Texto de Shundo Aoyama, extraído do livro " Para uma pessoa bonita"
Quando fui convidada para uma cerimônia do chá em um certo templo, ao esperar na ante-sala, notei pendurada no tokonoma(1) a pintura de uma cabaça com as palavras do Mestre Zen Takashina Rosen(2): “Faz barulho porque não está completo”.
Fiquei emudecida diante do humor que ali se escondia, e, como se houvesse levado um golpe dolorido de um bastão, sem perceber exclamei: “uh!”
Uma cabaça cheia até a boca não tem som quando sacudida, mas se houver um pouco de saquê(3) lá no fundo, fará barulho. Os seres humanos são como cabaças: a pessoa sábia, iluminada, é tranquila em qualquer circunstância, como se nada a perturbasse. Exaltar-se, justificar-se e se lamentar são provas de falta de conteúdo. As palavras verdadeiras do Mestre Zen nessa pintura nos tocam profundamente.
Certa vez, tive essa mesma compreensão ao descer um córrego em uma canoa. Na nascente, onde a água é rasa, a superfície é agitada e barulhenta. Perto da foz, onde o riacho se torna profundo, a superfície é calma e tranquila, fluindo silenciosamente.
Sempre que começo a me sentir inquieta, lembro-me das palavras do Mestre Takashina Rosen.

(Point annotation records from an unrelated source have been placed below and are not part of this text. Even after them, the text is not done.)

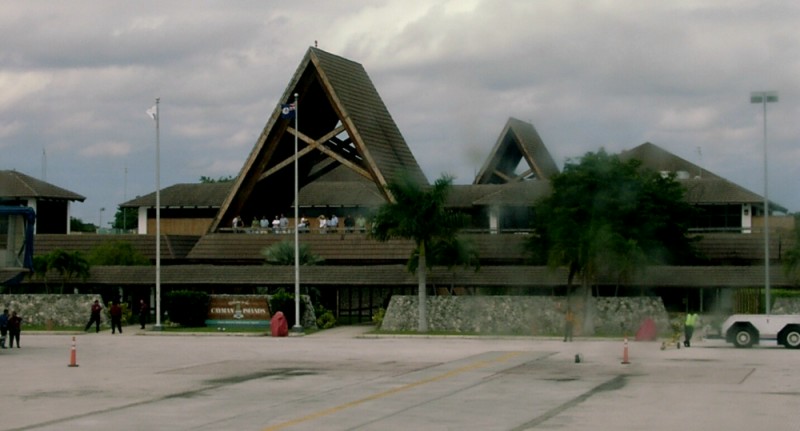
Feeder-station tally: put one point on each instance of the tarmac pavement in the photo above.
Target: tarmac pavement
(347, 379)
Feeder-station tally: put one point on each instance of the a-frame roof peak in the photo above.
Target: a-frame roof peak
(519, 141)
(341, 121)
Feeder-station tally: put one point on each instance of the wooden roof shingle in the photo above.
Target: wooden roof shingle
(519, 140)
(17, 185)
(342, 122)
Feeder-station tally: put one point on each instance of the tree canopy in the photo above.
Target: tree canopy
(606, 216)
(418, 213)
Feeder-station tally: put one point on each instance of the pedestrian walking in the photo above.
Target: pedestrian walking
(94, 317)
(3, 328)
(14, 329)
(688, 328)
(116, 317)
(142, 313)
(569, 323)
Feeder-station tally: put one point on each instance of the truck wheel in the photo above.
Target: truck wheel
(744, 338)
(793, 339)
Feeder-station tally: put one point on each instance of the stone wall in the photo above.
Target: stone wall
(526, 315)
(55, 310)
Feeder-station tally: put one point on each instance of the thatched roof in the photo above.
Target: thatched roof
(518, 141)
(342, 123)
(197, 195)
(16, 185)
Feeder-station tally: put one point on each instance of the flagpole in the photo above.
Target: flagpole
(297, 327)
(158, 217)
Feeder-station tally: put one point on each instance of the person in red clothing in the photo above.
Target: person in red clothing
(95, 317)
(14, 329)
(142, 313)
(116, 317)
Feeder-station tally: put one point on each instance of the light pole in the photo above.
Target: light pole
(764, 97)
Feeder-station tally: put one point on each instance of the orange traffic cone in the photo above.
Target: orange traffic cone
(73, 355)
(625, 352)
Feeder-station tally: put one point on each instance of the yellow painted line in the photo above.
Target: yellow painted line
(379, 395)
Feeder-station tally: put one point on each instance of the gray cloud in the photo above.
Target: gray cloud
(77, 77)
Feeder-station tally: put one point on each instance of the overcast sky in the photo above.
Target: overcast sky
(77, 77)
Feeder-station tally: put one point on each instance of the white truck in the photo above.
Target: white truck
(744, 330)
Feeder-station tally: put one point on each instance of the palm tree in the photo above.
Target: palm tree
(791, 262)
(418, 213)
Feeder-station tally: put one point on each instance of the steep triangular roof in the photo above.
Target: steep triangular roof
(342, 122)
(518, 141)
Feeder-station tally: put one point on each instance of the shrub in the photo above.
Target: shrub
(325, 319)
(377, 318)
(187, 308)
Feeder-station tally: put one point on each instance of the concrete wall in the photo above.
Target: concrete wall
(527, 315)
(58, 310)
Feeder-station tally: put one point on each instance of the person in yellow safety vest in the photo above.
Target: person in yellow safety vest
(569, 322)
(688, 328)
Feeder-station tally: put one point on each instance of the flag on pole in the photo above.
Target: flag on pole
(287, 111)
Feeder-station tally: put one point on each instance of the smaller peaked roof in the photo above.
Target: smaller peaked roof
(524, 193)
(518, 141)
(658, 159)
(192, 195)
(17, 185)
(702, 186)
(722, 191)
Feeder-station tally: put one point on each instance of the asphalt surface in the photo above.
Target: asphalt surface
(346, 379)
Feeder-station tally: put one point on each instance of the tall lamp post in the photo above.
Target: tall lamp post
(764, 97)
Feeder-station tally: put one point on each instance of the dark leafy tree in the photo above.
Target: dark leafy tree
(68, 264)
(791, 260)
(418, 213)
(612, 218)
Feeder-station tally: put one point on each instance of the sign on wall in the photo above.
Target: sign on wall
(238, 310)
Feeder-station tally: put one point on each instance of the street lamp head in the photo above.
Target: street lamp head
(763, 96)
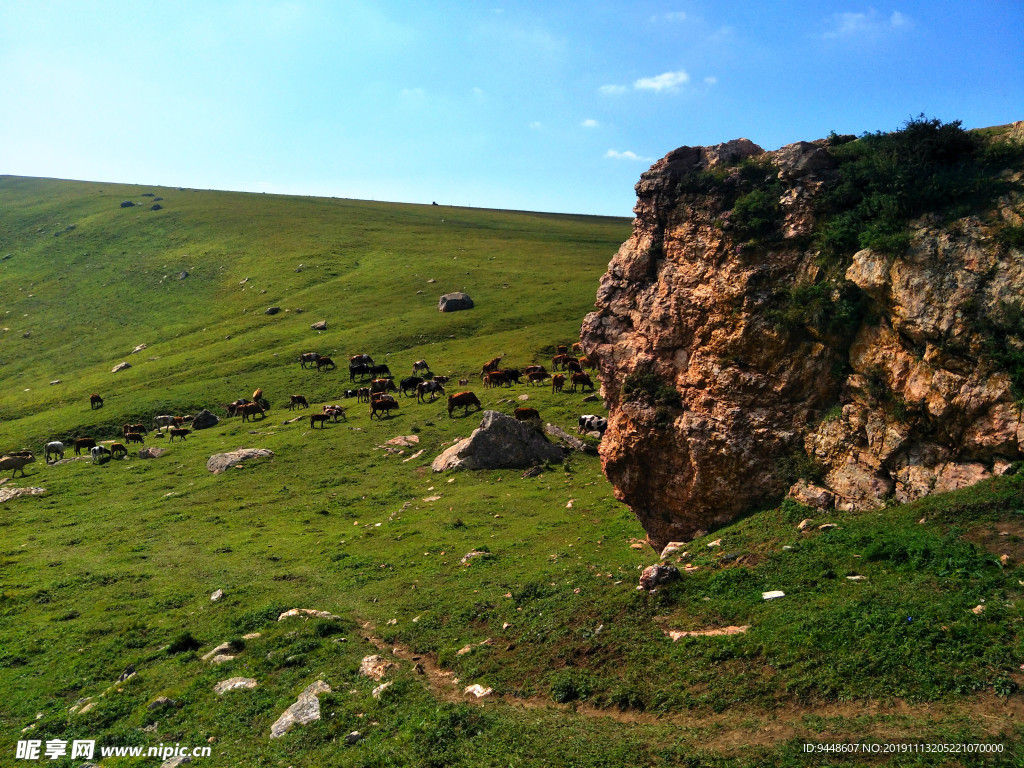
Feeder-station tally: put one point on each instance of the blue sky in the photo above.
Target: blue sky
(532, 105)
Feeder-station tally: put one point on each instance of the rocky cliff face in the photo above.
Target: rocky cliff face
(895, 386)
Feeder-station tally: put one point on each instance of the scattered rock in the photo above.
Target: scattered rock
(235, 683)
(220, 462)
(812, 496)
(500, 442)
(569, 441)
(305, 710)
(305, 612)
(717, 632)
(375, 667)
(204, 420)
(654, 576)
(452, 302)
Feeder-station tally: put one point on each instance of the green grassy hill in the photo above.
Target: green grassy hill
(115, 565)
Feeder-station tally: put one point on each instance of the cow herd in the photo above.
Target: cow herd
(378, 389)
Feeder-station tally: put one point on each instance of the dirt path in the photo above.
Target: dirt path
(987, 716)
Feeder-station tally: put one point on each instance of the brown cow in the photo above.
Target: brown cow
(384, 404)
(583, 380)
(84, 442)
(464, 400)
(524, 414)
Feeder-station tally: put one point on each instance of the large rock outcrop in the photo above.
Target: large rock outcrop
(718, 402)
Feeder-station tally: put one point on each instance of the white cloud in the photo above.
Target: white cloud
(858, 25)
(668, 81)
(628, 155)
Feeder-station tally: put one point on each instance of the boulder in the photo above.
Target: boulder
(655, 576)
(204, 420)
(305, 710)
(221, 462)
(453, 302)
(500, 442)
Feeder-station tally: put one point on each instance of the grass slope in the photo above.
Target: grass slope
(115, 565)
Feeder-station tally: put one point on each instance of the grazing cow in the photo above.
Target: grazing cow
(558, 361)
(383, 385)
(537, 377)
(384, 404)
(410, 384)
(358, 369)
(591, 423)
(335, 412)
(583, 380)
(491, 365)
(525, 414)
(432, 387)
(250, 410)
(464, 400)
(84, 443)
(16, 461)
(495, 379)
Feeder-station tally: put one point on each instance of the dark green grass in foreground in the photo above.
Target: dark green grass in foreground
(116, 564)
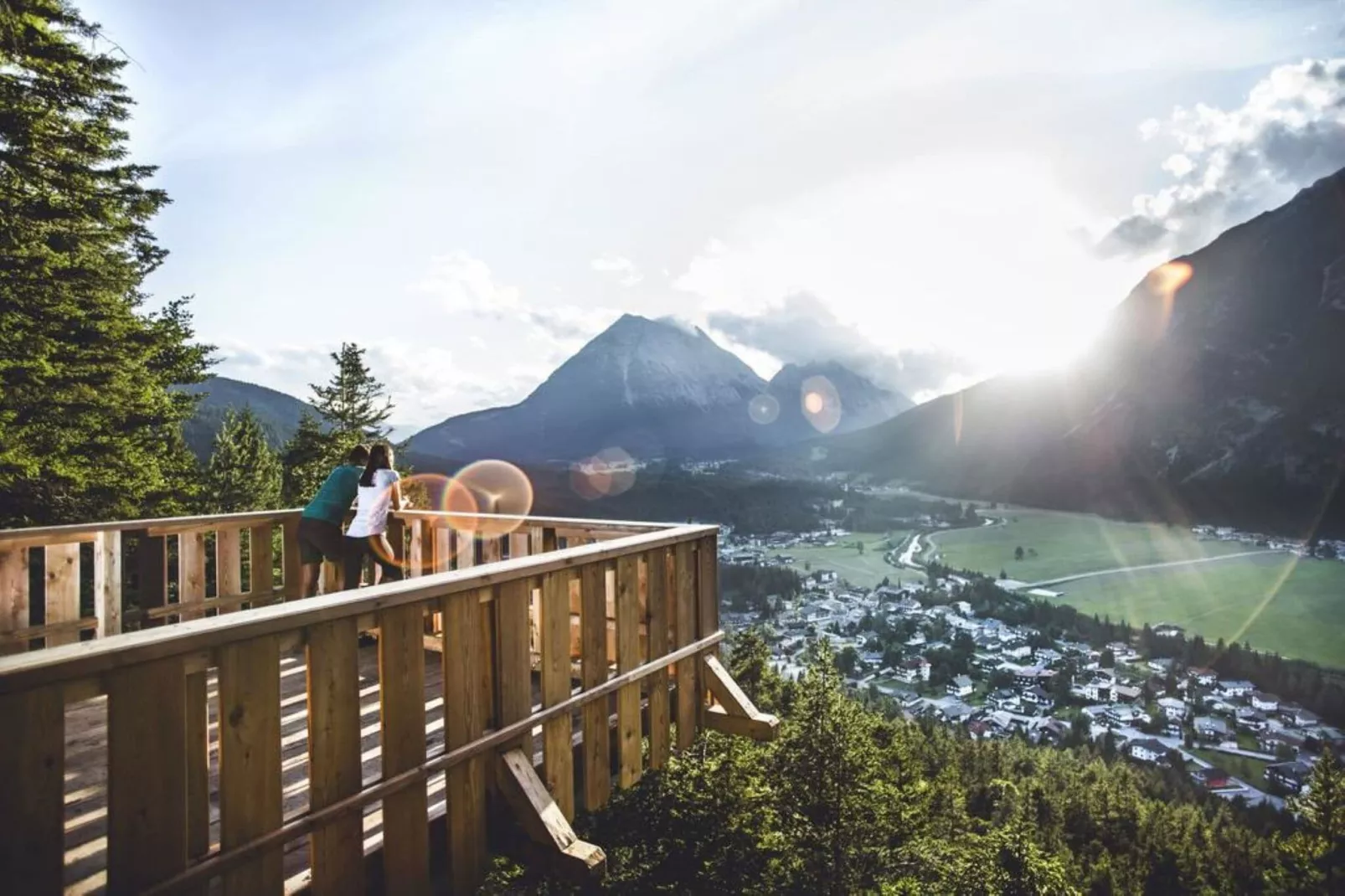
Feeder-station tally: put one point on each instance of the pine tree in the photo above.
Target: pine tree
(89, 428)
(355, 404)
(307, 458)
(244, 472)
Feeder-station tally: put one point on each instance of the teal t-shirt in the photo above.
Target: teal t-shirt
(335, 496)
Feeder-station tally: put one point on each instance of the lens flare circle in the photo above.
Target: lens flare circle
(495, 487)
(821, 403)
(765, 409)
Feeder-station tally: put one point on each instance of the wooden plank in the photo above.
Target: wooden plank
(557, 758)
(628, 658)
(191, 574)
(401, 683)
(658, 642)
(597, 759)
(334, 765)
(688, 696)
(543, 818)
(106, 583)
(62, 587)
(147, 775)
(513, 662)
(13, 596)
(31, 807)
(261, 559)
(197, 718)
(292, 569)
(229, 571)
(464, 721)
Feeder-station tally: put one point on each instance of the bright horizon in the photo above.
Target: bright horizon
(928, 195)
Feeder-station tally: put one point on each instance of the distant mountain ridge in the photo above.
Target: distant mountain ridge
(652, 389)
(1225, 401)
(277, 412)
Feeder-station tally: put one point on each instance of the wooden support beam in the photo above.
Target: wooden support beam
(544, 821)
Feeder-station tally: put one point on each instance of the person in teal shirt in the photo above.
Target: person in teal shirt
(319, 528)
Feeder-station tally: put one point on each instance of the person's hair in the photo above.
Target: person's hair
(379, 458)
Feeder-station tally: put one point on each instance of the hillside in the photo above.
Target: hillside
(1225, 403)
(277, 412)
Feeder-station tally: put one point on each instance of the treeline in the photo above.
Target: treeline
(846, 801)
(1298, 681)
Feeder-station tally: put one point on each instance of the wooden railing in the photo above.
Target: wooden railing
(211, 774)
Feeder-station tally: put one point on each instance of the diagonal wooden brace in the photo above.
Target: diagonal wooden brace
(734, 713)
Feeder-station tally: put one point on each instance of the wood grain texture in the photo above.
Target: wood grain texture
(334, 755)
(147, 775)
(62, 587)
(627, 658)
(401, 681)
(464, 720)
(249, 759)
(557, 756)
(33, 774)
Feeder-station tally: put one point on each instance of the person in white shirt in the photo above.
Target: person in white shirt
(379, 492)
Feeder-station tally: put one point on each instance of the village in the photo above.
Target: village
(916, 646)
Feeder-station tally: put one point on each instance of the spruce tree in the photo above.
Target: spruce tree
(354, 404)
(244, 472)
(89, 428)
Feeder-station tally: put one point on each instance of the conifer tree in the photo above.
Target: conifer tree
(244, 472)
(89, 428)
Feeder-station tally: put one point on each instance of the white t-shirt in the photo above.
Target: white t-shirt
(372, 506)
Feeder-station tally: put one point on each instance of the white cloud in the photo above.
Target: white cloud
(623, 270)
(1236, 163)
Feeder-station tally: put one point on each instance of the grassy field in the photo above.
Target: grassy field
(1068, 543)
(846, 561)
(1276, 601)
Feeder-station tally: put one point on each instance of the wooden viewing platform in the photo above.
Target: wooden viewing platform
(246, 740)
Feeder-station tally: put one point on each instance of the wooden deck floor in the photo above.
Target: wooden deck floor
(86, 767)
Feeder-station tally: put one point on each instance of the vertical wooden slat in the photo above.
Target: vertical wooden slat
(628, 658)
(261, 560)
(33, 774)
(106, 581)
(191, 574)
(13, 595)
(62, 598)
(335, 851)
(229, 574)
(597, 755)
(658, 641)
(401, 682)
(464, 721)
(147, 775)
(512, 656)
(291, 565)
(559, 763)
(688, 696)
(249, 759)
(197, 718)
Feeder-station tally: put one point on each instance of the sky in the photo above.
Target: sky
(930, 193)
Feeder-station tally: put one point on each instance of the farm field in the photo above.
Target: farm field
(1276, 601)
(867, 569)
(1067, 543)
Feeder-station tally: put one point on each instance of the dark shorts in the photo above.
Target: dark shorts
(319, 540)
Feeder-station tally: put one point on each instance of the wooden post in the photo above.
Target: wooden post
(13, 596)
(557, 759)
(249, 760)
(62, 598)
(401, 683)
(106, 581)
(337, 849)
(33, 754)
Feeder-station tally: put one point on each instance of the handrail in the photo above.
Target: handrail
(73, 662)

(1)Tokonoma – nicho construído nas casas japonesas onde se colocam objetos de arte, peças raras, caligrafias ou pinturas, bem como arranjos de flores, seguindo regras estéticas tradicionais, marcando cada estação do ano, festividade ou encontro.
(2). Takashina Rosen (1896-1968) – Mestre Zen Daikan Doko (título recebido do Imperador Japonês) é o Grande Monge Gyokudô Rôsen, que foi abade superior dos dois templos sedes da Escola Soto Zen no Japão e fundador dos primeiros templos da Escola Soto Zen na América do Sul (Brasil).
(3) Saquê – bebida alcoólica de arroz fermentado.